Hi all, I need some advice (nothing new there says the Boss).
It is only a couple of months ago that we bought our motorhome and have enjoyed a few weekends away already. 
However I have not mastered the art of getting the van level. We don't have the levelling jacks as on some models.
Has anyone got any tips for me that can make it easy to get the thing on the level.
It will be so much nicer than rolling out of bed again!!!!  
Look forward to your comments. Cheers,
Mike


----------



## zaskar (Jun 6, 2005)

Has anyone got any tips for me that can make it easy to get the thing on the level.
It will be so much nicer than rolling out of bed again!!!!  
Look forward to your comments. Cheers,
Mike[/quote]

only the usual ones. carry lots of blocks and considering the length of R.V's, try to park out of level, side to side, rather than lengthways. That way, you'll need less blocks.
Alternatively, spend about 3-4 grand and retro fit jacks...................................................i'll get me coat!


----------



## Sparrow (May 10, 2005)

Thanks, I knew there had to be a high tech answer out there somewhere. Good tip about parking across the slop rather than up/down.
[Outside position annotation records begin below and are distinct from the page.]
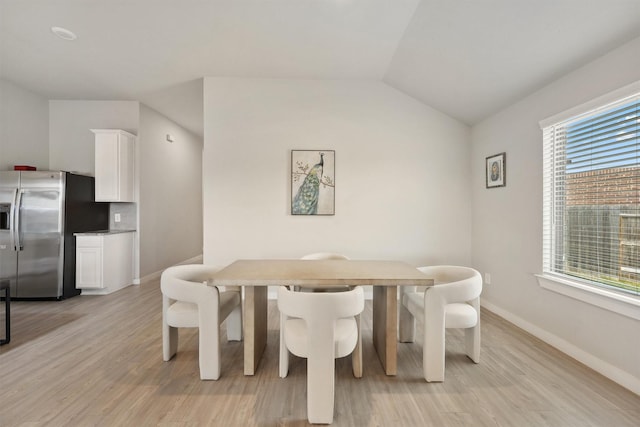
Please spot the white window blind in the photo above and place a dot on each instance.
(592, 196)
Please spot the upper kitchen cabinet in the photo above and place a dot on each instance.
(114, 168)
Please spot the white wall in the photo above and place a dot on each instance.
(170, 193)
(71, 142)
(24, 128)
(507, 224)
(402, 172)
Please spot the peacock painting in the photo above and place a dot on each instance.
(312, 187)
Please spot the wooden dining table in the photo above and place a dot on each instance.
(256, 275)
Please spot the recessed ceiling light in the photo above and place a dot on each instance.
(63, 33)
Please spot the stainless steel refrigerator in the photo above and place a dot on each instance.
(39, 212)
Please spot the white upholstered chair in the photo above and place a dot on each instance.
(357, 353)
(320, 327)
(188, 302)
(453, 302)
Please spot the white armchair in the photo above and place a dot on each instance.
(357, 353)
(453, 302)
(320, 327)
(188, 302)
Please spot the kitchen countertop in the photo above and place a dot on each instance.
(102, 232)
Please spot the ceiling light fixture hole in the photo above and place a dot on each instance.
(63, 33)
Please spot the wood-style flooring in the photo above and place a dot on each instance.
(97, 361)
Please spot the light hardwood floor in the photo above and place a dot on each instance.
(97, 360)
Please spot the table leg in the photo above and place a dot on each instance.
(385, 324)
(255, 326)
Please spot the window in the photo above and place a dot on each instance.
(592, 195)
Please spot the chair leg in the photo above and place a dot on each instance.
(433, 348)
(472, 342)
(169, 334)
(320, 388)
(234, 325)
(169, 342)
(209, 352)
(407, 325)
(284, 352)
(356, 356)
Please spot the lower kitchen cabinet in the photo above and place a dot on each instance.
(104, 262)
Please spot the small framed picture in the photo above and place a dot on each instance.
(313, 182)
(497, 170)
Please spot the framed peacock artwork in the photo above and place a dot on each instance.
(313, 182)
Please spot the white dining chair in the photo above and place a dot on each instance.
(357, 353)
(188, 302)
(320, 327)
(453, 302)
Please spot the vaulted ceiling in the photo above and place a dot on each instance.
(466, 58)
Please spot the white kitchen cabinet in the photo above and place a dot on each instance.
(104, 262)
(114, 165)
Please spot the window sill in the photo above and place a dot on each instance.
(628, 306)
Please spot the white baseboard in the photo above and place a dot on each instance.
(614, 373)
(156, 275)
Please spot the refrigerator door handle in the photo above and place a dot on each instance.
(16, 222)
(12, 217)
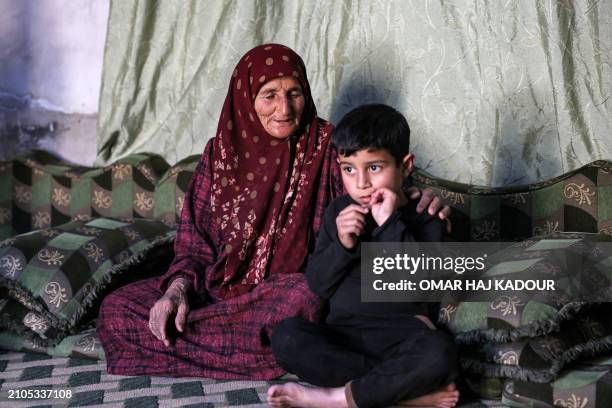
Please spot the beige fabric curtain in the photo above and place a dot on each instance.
(496, 92)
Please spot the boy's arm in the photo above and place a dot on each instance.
(425, 228)
(327, 265)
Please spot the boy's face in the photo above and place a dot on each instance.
(366, 171)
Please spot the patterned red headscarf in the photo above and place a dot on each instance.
(264, 188)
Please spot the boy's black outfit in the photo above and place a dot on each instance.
(381, 348)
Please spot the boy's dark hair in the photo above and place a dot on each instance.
(373, 127)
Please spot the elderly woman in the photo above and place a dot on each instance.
(249, 220)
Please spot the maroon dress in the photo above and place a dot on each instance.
(251, 213)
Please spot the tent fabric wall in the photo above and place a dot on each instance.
(496, 92)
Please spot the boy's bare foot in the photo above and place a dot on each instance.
(446, 397)
(296, 395)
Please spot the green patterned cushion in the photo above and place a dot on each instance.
(577, 201)
(82, 345)
(39, 191)
(561, 257)
(542, 358)
(587, 384)
(52, 280)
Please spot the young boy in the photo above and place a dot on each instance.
(367, 354)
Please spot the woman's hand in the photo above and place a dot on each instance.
(432, 202)
(173, 302)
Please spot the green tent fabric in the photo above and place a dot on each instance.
(496, 93)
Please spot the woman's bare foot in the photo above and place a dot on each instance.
(446, 397)
(296, 395)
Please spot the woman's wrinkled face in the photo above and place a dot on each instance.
(279, 105)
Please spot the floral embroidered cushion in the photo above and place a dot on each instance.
(40, 191)
(585, 384)
(580, 200)
(561, 257)
(85, 344)
(542, 358)
(52, 280)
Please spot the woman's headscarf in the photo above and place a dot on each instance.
(264, 188)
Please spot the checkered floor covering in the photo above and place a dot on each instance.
(91, 386)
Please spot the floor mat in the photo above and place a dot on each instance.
(88, 384)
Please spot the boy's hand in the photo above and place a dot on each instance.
(384, 202)
(350, 224)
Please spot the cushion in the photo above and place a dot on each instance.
(39, 191)
(52, 280)
(587, 384)
(541, 359)
(84, 344)
(562, 257)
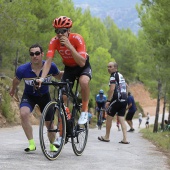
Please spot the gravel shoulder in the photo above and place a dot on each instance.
(140, 154)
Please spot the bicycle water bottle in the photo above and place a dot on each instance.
(68, 113)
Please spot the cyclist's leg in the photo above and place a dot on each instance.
(121, 114)
(49, 117)
(26, 107)
(84, 80)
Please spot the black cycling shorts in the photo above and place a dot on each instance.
(30, 101)
(117, 107)
(130, 115)
(71, 73)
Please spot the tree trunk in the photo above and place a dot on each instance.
(0, 60)
(169, 113)
(155, 129)
(16, 61)
(163, 114)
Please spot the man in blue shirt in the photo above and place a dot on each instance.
(131, 111)
(28, 72)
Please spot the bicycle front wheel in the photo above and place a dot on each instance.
(80, 135)
(52, 126)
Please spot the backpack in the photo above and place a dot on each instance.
(121, 88)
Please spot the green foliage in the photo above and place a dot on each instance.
(7, 112)
(160, 139)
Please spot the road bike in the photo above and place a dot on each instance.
(100, 119)
(59, 126)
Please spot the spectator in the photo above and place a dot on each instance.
(115, 104)
(28, 72)
(100, 103)
(147, 120)
(131, 111)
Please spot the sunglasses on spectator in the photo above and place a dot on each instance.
(61, 30)
(36, 53)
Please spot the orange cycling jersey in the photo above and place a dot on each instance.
(77, 42)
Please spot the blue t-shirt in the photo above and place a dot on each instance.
(131, 100)
(101, 98)
(26, 73)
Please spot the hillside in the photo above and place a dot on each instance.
(138, 91)
(123, 12)
(142, 96)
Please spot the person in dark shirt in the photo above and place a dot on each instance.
(131, 111)
(29, 72)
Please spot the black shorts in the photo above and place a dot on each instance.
(117, 107)
(30, 101)
(130, 115)
(147, 123)
(71, 73)
(101, 105)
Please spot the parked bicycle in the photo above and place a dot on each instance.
(60, 126)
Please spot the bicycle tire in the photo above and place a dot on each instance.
(100, 121)
(80, 135)
(54, 131)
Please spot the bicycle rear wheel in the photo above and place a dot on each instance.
(49, 131)
(100, 120)
(80, 135)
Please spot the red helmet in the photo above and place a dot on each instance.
(62, 22)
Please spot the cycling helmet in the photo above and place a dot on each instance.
(101, 92)
(62, 22)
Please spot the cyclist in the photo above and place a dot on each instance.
(71, 47)
(28, 72)
(100, 103)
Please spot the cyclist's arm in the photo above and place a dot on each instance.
(59, 76)
(111, 91)
(77, 57)
(46, 69)
(15, 83)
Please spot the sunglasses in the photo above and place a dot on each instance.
(36, 53)
(61, 30)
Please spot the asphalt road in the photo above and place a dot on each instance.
(140, 154)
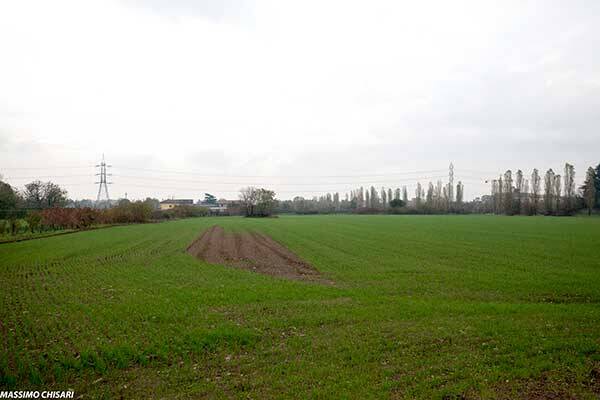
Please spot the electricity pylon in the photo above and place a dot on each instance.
(103, 182)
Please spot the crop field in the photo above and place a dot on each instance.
(403, 307)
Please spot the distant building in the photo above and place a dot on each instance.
(168, 204)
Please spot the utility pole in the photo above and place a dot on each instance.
(451, 183)
(103, 183)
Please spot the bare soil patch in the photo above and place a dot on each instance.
(252, 251)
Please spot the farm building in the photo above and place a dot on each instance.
(168, 204)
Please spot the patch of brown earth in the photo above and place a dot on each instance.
(252, 251)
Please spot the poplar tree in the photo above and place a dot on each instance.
(589, 189)
(535, 190)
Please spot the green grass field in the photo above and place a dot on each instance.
(422, 307)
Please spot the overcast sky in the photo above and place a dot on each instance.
(185, 97)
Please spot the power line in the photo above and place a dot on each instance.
(277, 176)
(278, 183)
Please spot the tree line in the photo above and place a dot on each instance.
(438, 198)
(550, 194)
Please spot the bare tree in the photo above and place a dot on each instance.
(257, 202)
(418, 195)
(535, 190)
(569, 187)
(589, 189)
(518, 191)
(429, 197)
(508, 193)
(549, 191)
(460, 193)
(374, 198)
(556, 192)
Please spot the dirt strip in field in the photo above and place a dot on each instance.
(252, 251)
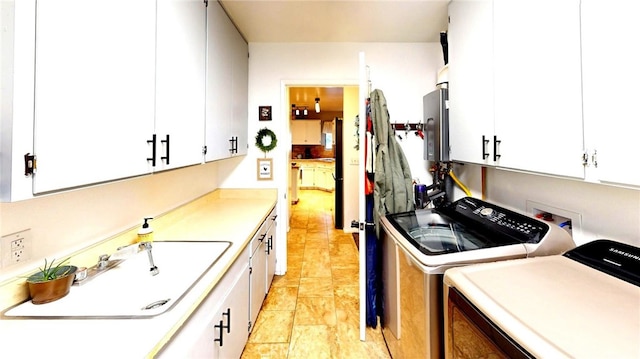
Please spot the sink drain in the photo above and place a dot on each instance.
(156, 304)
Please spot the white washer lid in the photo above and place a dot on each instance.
(555, 307)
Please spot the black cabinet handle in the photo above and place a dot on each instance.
(269, 245)
(166, 142)
(496, 142)
(220, 335)
(485, 154)
(153, 150)
(234, 145)
(228, 326)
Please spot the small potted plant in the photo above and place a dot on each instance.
(51, 282)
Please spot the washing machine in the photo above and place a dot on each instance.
(419, 246)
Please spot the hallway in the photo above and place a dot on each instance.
(313, 311)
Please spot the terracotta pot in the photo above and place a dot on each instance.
(48, 291)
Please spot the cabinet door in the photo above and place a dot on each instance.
(271, 251)
(470, 37)
(240, 93)
(257, 291)
(219, 109)
(232, 321)
(538, 94)
(307, 176)
(298, 132)
(227, 87)
(94, 91)
(199, 337)
(306, 132)
(180, 82)
(611, 75)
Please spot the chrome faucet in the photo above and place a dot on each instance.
(153, 269)
(106, 261)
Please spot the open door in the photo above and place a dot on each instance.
(363, 79)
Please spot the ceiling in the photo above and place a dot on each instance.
(339, 20)
(336, 21)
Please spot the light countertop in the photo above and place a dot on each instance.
(555, 307)
(222, 215)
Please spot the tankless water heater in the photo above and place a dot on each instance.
(436, 120)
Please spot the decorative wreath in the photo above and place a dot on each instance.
(265, 132)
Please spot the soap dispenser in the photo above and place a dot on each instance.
(145, 234)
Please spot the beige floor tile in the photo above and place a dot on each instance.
(273, 326)
(316, 269)
(291, 278)
(315, 287)
(315, 311)
(265, 351)
(345, 276)
(314, 341)
(281, 298)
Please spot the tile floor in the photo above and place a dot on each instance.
(313, 310)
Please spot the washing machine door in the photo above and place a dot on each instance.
(434, 233)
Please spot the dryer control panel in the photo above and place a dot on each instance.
(484, 216)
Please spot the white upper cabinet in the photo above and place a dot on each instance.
(226, 87)
(180, 83)
(306, 132)
(94, 91)
(240, 92)
(537, 86)
(470, 38)
(515, 85)
(611, 74)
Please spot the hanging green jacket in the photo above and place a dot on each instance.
(393, 190)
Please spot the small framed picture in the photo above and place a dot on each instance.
(264, 113)
(265, 172)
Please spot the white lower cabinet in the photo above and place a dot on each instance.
(270, 247)
(258, 278)
(262, 261)
(218, 328)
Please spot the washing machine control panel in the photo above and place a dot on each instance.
(490, 217)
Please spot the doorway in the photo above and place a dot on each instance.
(316, 147)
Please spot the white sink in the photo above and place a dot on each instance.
(129, 290)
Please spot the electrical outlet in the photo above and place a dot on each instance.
(568, 220)
(15, 248)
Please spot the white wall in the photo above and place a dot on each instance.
(403, 71)
(74, 219)
(607, 212)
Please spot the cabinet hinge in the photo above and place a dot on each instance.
(29, 164)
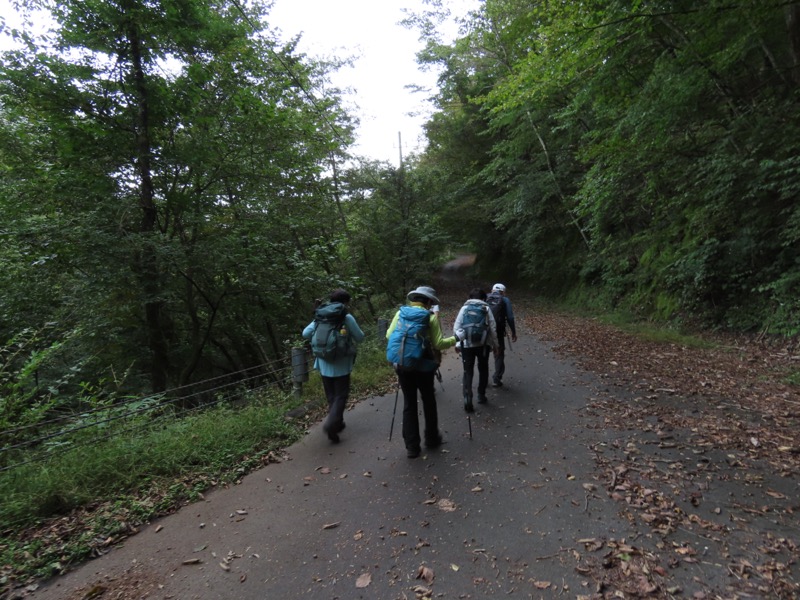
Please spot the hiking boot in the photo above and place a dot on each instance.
(433, 441)
(468, 404)
(332, 435)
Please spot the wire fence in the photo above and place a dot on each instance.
(36, 443)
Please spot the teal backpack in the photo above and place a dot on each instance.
(475, 322)
(331, 339)
(409, 348)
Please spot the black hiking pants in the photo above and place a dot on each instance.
(413, 382)
(500, 357)
(337, 390)
(468, 357)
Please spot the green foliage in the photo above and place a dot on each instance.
(207, 443)
(633, 156)
(163, 196)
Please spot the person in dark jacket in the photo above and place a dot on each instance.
(506, 317)
(474, 348)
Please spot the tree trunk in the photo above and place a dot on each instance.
(793, 29)
(148, 268)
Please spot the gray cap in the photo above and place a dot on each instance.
(424, 290)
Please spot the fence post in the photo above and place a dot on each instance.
(299, 370)
(383, 326)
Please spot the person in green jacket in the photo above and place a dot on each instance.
(421, 381)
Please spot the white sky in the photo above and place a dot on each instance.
(385, 63)
(386, 51)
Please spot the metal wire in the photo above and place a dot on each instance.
(174, 404)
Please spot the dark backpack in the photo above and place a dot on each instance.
(331, 339)
(498, 308)
(475, 322)
(408, 348)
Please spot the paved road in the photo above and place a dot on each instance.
(509, 510)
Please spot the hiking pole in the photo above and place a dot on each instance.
(394, 412)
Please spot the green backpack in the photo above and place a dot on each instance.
(331, 339)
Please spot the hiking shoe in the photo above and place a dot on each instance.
(332, 435)
(433, 442)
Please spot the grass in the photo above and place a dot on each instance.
(53, 515)
(652, 331)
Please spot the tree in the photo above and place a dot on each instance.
(166, 163)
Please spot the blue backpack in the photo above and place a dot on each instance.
(409, 347)
(475, 322)
(331, 339)
(498, 308)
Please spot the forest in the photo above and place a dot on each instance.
(177, 187)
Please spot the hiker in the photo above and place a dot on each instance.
(503, 315)
(335, 366)
(476, 329)
(413, 337)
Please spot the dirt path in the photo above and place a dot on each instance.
(605, 468)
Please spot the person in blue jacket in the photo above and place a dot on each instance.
(336, 373)
(412, 382)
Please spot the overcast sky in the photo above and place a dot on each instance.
(387, 51)
(385, 64)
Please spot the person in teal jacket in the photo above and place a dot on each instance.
(422, 381)
(336, 373)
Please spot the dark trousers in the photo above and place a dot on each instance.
(337, 390)
(468, 357)
(412, 382)
(500, 357)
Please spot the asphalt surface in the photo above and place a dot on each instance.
(513, 504)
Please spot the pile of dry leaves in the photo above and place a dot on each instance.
(703, 452)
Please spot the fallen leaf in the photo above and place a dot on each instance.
(446, 505)
(425, 573)
(363, 580)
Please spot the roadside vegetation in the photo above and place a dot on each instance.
(178, 189)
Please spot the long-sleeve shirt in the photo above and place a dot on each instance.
(438, 341)
(458, 329)
(342, 365)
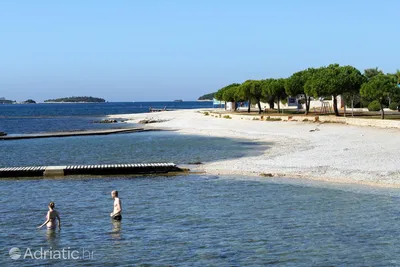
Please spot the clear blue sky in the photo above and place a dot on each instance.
(165, 50)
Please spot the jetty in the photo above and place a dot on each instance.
(101, 169)
(74, 133)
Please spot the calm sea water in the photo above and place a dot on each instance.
(178, 221)
(25, 119)
(124, 148)
(200, 221)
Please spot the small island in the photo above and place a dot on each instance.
(29, 101)
(3, 100)
(76, 99)
(207, 97)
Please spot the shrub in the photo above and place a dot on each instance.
(273, 119)
(374, 106)
(393, 105)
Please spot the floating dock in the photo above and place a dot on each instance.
(75, 133)
(103, 169)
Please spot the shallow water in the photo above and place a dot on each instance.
(51, 117)
(124, 148)
(202, 221)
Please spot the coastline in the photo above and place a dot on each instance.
(334, 153)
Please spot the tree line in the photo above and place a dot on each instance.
(328, 81)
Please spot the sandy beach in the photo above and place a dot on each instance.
(332, 152)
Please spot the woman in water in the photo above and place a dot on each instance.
(51, 217)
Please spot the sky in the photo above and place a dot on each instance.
(155, 50)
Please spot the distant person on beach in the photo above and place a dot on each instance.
(116, 214)
(51, 217)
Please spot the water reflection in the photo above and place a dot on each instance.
(116, 230)
(52, 238)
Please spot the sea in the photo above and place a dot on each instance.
(188, 220)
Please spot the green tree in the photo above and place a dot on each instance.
(334, 80)
(257, 93)
(219, 95)
(276, 88)
(230, 94)
(379, 87)
(266, 97)
(245, 92)
(295, 84)
(369, 73)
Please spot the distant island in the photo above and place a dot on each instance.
(76, 99)
(207, 97)
(29, 101)
(3, 100)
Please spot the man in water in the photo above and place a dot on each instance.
(116, 214)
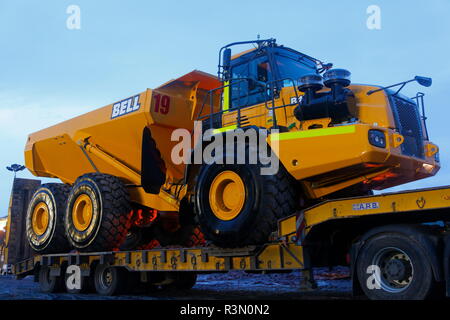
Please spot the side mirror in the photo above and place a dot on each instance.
(255, 84)
(226, 59)
(423, 81)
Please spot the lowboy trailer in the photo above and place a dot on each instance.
(396, 244)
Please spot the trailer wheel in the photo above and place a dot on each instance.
(109, 280)
(237, 206)
(98, 213)
(48, 283)
(45, 218)
(392, 266)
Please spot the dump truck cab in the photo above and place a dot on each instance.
(333, 134)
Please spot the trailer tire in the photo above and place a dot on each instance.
(98, 213)
(185, 280)
(109, 281)
(45, 218)
(393, 266)
(47, 283)
(251, 216)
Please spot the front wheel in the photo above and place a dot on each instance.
(236, 205)
(392, 266)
Does anybody know of a gismo that will give me a clue how high I need to block it up. I'm only trying to get it right first time and avoid the trial and error method driving up and down blocks of wood. I have hidden somewhere deep in my tiny mind seeing a type of spirit level that gave a reading of how high a vehicle needed raising. However this may have been in my dreams. Anyone help?

Mike


----------



## autostratus (May 9, 2005)

We carry 2 cheap spirit levels and after placing them at right angles on a known level suface, perhaps the sink unit I drive up the blocks until i get the shout of STOP. Hopefully before I drive off the high end. :lol: 
Not on an RV but similar principle.


----------



## johnsandywhite (May 9, 2005)

I have to be honest (I always am) I have never in all the places we have parked levelled the RV. We are usually a little up or down and side to side. The worst has been when we used 2 plots at Reighton Sands and were about 1/2 a metre rolled over to the right. Had no problem sleeping. But it did effect the Reefer.  Not a lot we couild do about ut really. Lucky it was only for 4 days each time so it didn't defrost everything. The largest gradient we actually slept on but did not have the Reefer on. Was when our daughter lived in Luton. I think it was 1 in 8. :roll: I think my next RV will have an Automatic levelling system. :wink:


----------



## Sparrow (May 10, 2005)

Scary gardients.
No way could the boss sleep at those angles.

Already I am being told that our next RV will have the levelling jacks.
I suppose I have to be grateful that she is even considering another RV.
It has taken me 20 years to get this one. Thinngs can only get better.
Mike


----------



## 88966 (May 11, 2005)

Hi,
There is a little gizmo which caravan shops sell which has 2 little spirit levels at right angles. Not highly accurate but placed on a table or something will give you a clue.
After a while your bum will give you the message!!
BillD


----------



## 88797 (May 9, 2005)

Buy two of the yellow chocks, place under the lower wheels, get a glass half full of water (plastic pint glass with 1/2pint ring on it is best) drive up ramps - stop when feeling level and check with glass.

If you have no water to fill use red wine and have the reward for your hard work.

A


----------



## peejay (May 10, 2005)

Hi Sparrow,

I use a method using the spirit level billd mentions and the yellow ramps chuggluggs mentions, fix the spirit level in an easily visible place when in the driving seat (see pics) then get your other half to put the chocks under the wheels, you can then drive up until you are level without getting out of the cab.
OK, what i really do is get out and put the ramps under the wheels myself and then level up (she has 'more important' things to do) :roll:



















Although not now needed, I also take chuggalugs advice and have a large glass of red handy, just in case!

pj


----------



## Sparrow (May 10, 2005)

Thanks all, I particularly like the red wine solution.
If I drink enough I wont care what angle the van is at or pay much attention to the boss.
Seriously thanks for the tips between them I now have more ideas to try out next time.
Cheers all
Mike


----------



## npmb (Jul 1, 2005)

i have a low tech way of getting levelled. we have some plastic breakfast bowls that have quite i high centre, filled with a small amount of water they become handy spirit levels, placed in turn on the worktop, floor and bottom of the fridge they help me to level the rv. i have rear air suspension and i deflate the bags on each side as required, i do this before i drive up the jumbo fiamma blocks.
the air bags can lift almost 3" and are quite handy, in fact they are recommended for site leveling as well as aiding the suspension whilst driving.
just don't forget to pump them back up before you leave, roundabouts can become pretty scary when your 30' motorhome starts cornering like a 2CV


----------